Saint Nicolas

Patron de la Lorraine

Saint Nicolas meurt en 334 (env.) le 6 décembre. Sa réputation grandit très vite, d’abord auprès des marins qu’il protège, puis comme libérateur des prison­niers, au moment où, au VIIème siècle, les enlèvements d’enfants par les envahisseurs arabes sont nombreux.
Ainsi le jeune Basile (Adéodat pour les latins), a été emmené en Crète par un émir arabe gui en a fait son esclave. Le 6 décembre suivant cet enlèvement, il est rendu par saint Nicolas à ses parents, à Tyr en Phénicie : il tient encore à la main la coupe d’or dans laquelle il était en train de servir à boire à l’émir, un instant auparavant.

Au cours des premiers siècles, les récits de prisonniers innocents libérés, comme ceux de marins ayant échappé au naufrage, grâce à l’intercession de saint Nicolas, sont innombrables. Aussi son rayonnement est immense dans tout le monde chrétien dès le X° siècle. Et devant la menace gué fait peser l’invasion turque en Asie Mineure, des marins de Bari, au sud de l’Italie, vont chercher le corps de saint Nicolas à Myre, et le ramènent dans leur ville le 9 mai 1087. Cette date de la « Translation » est depuis lors la « Saint Nicolas d’été », déplacée chez nous au lundi de Pentecôte.

C’est très peu de temps après cette Translation qu’un noble lorrain du village de Port, Albert, rapporte de Bari une phalange de saint Nicolas, relique qui est aussitôt l’occasion de guérisons, de miracles, et donc de pèlerinages, et bientôt nos ducs confient à saint Nicolas la protection de la Lorraine.

Parmi tous ces miracles, la délivrance la plus célèbre est celle du sire de Réchicourt, un croisé retenu longtemps prisonniers des Infidèles à Gaza, et qui, la veille du 6 Décembre 1240, est miraculeusement transporté sur le parvis de l’église de Saint-Nicolas-de-Port. Quelques années plus tard, saint Louis est pris dans une violente tempête en rentrant de la cinquième croisade, le sire de Joinville suggère à la reine d’offrir une nef d’argent à notre église, la tempête s’apaise, la reine fait alors fabriquer cet ex-voto que Joinville apporte lui-même en 1259.

Le rayonnement de saint Nicolas ne fait que croître, alors pendant tout le Moyen Age, et l’on relate d’innombrables intercessions du saint dans les domaines les plus divers.
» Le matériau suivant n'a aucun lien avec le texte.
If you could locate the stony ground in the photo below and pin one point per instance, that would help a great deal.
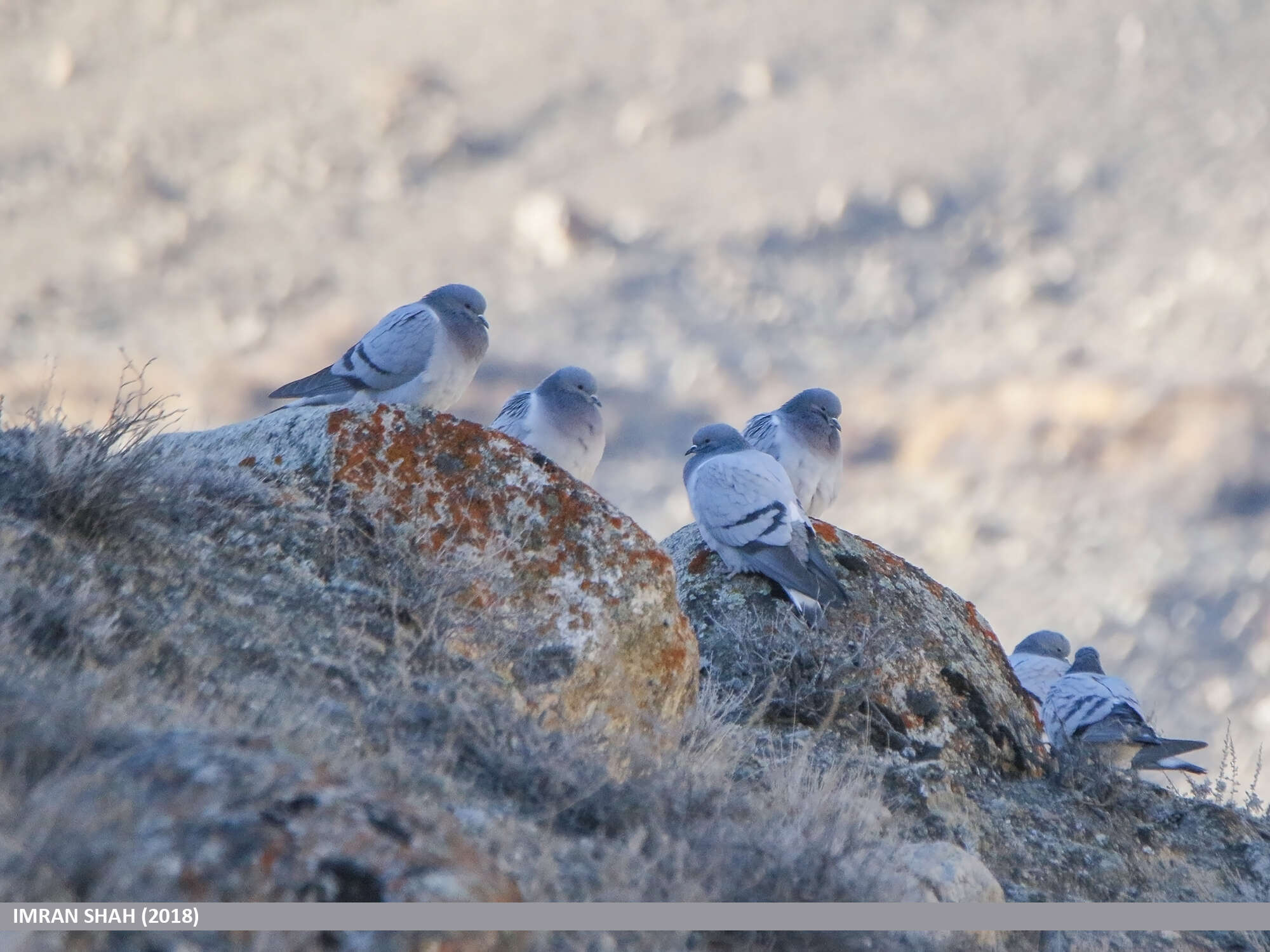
(1027, 243)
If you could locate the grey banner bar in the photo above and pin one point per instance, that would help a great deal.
(636, 917)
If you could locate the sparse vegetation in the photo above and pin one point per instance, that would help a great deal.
(1224, 790)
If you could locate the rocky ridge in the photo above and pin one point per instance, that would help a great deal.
(392, 640)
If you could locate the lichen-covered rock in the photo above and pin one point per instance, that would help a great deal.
(907, 664)
(930, 873)
(591, 596)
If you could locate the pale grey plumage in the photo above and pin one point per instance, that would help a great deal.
(805, 435)
(1039, 661)
(749, 513)
(561, 418)
(1088, 706)
(424, 354)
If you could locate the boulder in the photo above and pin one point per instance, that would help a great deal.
(907, 666)
(538, 558)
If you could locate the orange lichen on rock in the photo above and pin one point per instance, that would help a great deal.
(700, 562)
(826, 531)
(919, 667)
(552, 549)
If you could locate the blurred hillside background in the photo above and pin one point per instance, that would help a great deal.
(1027, 243)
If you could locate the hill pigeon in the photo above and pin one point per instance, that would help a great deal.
(1039, 661)
(806, 436)
(747, 512)
(1088, 706)
(561, 417)
(425, 354)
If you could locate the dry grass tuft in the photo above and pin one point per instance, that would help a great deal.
(96, 482)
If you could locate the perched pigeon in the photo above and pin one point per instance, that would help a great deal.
(1092, 708)
(1039, 661)
(747, 512)
(425, 354)
(806, 436)
(561, 417)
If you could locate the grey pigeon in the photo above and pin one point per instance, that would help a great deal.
(806, 436)
(561, 417)
(1088, 706)
(1039, 661)
(747, 512)
(425, 354)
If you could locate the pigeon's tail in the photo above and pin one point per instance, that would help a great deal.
(1164, 756)
(811, 587)
(1122, 725)
(322, 384)
(831, 592)
(807, 607)
(1166, 764)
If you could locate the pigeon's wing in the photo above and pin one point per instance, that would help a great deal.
(1079, 701)
(1037, 673)
(763, 431)
(745, 501)
(742, 502)
(514, 418)
(394, 351)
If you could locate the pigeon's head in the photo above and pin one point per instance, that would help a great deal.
(817, 403)
(1086, 662)
(1048, 644)
(575, 383)
(458, 303)
(717, 439)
De nombreuses légendes, telle celle des trois enfants assassinés par le boucher, mis en morceaux dans un saloir et ressuscites par saint Nicolas, légende gui n’est probablement qu’une interprétation erronée de l’affaire des trois officiers, s’ajoutent à ces récits.

Comme il s’était battu au cours de sa vie pour faire régner la justice, d’autres épisodes, réels ou légendaires, viennent parfaire son personnage ; II devient alors le défenseur du droit, de l’équité, de l’honnêteté dans les affaires, et sera ainsi choisi comme le patron, le protecteur de nombreuses corporations, surtout juridiques et commerciales.
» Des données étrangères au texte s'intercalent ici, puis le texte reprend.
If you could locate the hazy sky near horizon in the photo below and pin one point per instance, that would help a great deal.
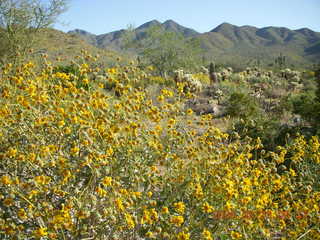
(103, 16)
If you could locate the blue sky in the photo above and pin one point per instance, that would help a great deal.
(103, 16)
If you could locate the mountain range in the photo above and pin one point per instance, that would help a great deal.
(229, 43)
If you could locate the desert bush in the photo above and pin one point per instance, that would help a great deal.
(83, 164)
(242, 105)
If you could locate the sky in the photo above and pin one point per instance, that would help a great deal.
(103, 16)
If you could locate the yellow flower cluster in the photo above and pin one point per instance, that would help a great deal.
(83, 162)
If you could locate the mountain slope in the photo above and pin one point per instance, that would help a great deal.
(229, 42)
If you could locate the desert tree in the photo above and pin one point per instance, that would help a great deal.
(21, 20)
(165, 50)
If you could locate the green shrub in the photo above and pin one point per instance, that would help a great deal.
(242, 105)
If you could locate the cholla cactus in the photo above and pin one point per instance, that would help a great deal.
(178, 75)
(192, 85)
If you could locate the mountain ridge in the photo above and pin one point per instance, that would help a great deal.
(228, 41)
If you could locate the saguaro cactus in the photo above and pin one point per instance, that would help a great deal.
(212, 73)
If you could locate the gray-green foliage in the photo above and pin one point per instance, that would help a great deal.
(20, 20)
(166, 50)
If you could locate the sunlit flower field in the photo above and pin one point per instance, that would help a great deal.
(91, 154)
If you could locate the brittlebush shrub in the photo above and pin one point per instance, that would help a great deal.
(80, 163)
(242, 105)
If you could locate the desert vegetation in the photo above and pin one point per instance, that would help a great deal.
(127, 149)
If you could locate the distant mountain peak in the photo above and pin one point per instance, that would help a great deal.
(80, 31)
(223, 27)
(149, 24)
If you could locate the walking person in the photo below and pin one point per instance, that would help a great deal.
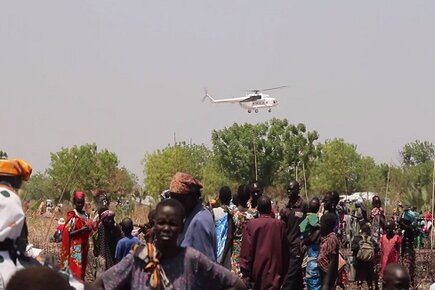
(292, 215)
(199, 229)
(224, 227)
(364, 249)
(241, 215)
(166, 265)
(390, 246)
(127, 243)
(75, 238)
(105, 241)
(407, 223)
(328, 255)
(263, 255)
(310, 230)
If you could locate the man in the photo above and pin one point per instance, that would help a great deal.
(293, 215)
(164, 264)
(13, 231)
(396, 278)
(224, 227)
(199, 230)
(264, 249)
(377, 218)
(256, 191)
(328, 255)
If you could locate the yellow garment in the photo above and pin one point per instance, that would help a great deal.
(15, 167)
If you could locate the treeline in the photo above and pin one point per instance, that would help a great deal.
(272, 152)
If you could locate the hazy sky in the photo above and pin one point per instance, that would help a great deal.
(128, 74)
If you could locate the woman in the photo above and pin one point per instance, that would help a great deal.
(390, 246)
(241, 215)
(108, 235)
(364, 248)
(164, 264)
(75, 238)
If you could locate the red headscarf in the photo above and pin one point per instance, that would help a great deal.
(78, 195)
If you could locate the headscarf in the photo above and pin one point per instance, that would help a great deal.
(15, 167)
(11, 215)
(150, 255)
(78, 195)
(107, 213)
(183, 183)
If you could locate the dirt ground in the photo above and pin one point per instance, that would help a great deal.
(40, 230)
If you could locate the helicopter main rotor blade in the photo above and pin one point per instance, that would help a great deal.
(275, 88)
(268, 89)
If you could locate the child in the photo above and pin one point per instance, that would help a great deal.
(390, 246)
(125, 244)
(309, 228)
(364, 248)
(396, 277)
(328, 255)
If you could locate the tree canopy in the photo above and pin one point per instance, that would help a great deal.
(270, 152)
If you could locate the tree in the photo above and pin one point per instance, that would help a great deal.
(269, 151)
(3, 155)
(40, 186)
(82, 168)
(417, 152)
(161, 165)
(343, 169)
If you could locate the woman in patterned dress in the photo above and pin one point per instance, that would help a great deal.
(75, 237)
(241, 215)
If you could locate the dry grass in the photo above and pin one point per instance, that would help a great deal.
(40, 232)
(42, 228)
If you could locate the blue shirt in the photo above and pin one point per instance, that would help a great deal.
(124, 246)
(199, 232)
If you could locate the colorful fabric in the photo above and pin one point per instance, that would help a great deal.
(188, 270)
(328, 245)
(11, 214)
(310, 222)
(182, 183)
(199, 232)
(15, 167)
(74, 251)
(105, 242)
(389, 251)
(221, 233)
(264, 252)
(124, 246)
(376, 215)
(240, 219)
(408, 261)
(78, 195)
(312, 270)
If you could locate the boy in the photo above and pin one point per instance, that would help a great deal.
(309, 228)
(328, 256)
(127, 242)
(364, 248)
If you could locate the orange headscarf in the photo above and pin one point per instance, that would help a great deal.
(15, 167)
(182, 183)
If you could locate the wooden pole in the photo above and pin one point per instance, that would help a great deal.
(432, 207)
(386, 189)
(305, 180)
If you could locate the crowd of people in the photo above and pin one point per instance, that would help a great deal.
(241, 242)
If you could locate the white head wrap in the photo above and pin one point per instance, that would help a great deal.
(11, 215)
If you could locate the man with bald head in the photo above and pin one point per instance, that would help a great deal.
(396, 277)
(293, 214)
(263, 251)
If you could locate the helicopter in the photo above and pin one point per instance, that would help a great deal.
(254, 100)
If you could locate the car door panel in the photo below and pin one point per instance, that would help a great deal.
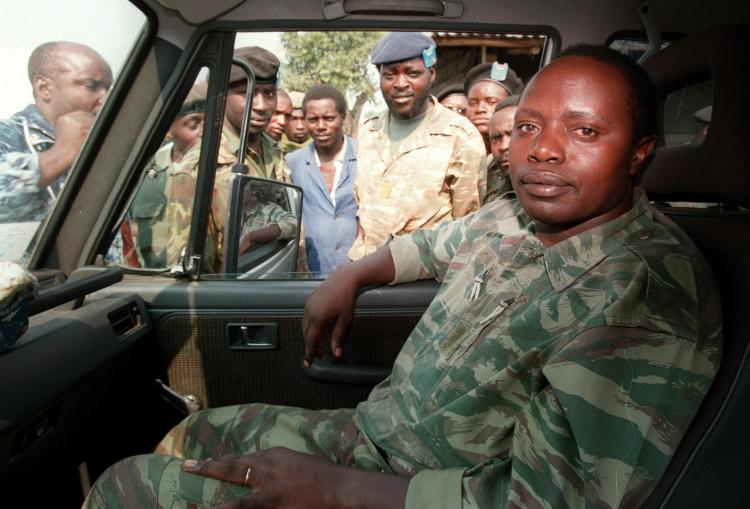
(192, 320)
Mais à partir du XVIème siècle, le protestantisme d’abord, puis le rationa­lisme des siècles suivants, ont beaucoup affaibli le culte des saints, donc en particu­lier de saint Nicolas. De plus, son succès auprès des enfants par les dons qu’il leur distribue le 6 décembre dans nos régions – lointain souvenir des dons aux trois filles – a complètement déformé son image, au point de ne plus en faire qu’un distributeur de cadeaux». Pourtant saint Nicolas fut – et demeure – tout autre chose que cette caricature. Il fut, et demeure, un grand saint qui a défendu la justice, souvent même contre le pouvoir en place, qui s’est dépouillé de ses biens en faveur des pauvres, comme le fera saint François d’Assise neuf siècles après lui.

Il nous a ainsi laissé un message d’amour et d’espérance, qui est de tous les temps et pour tous les hommes. Il n’exige pas de nous la privation, mais le partage : ne pas se replier sur soi, savoir, avec délicatesse, s’intéresser aux besoins des autres.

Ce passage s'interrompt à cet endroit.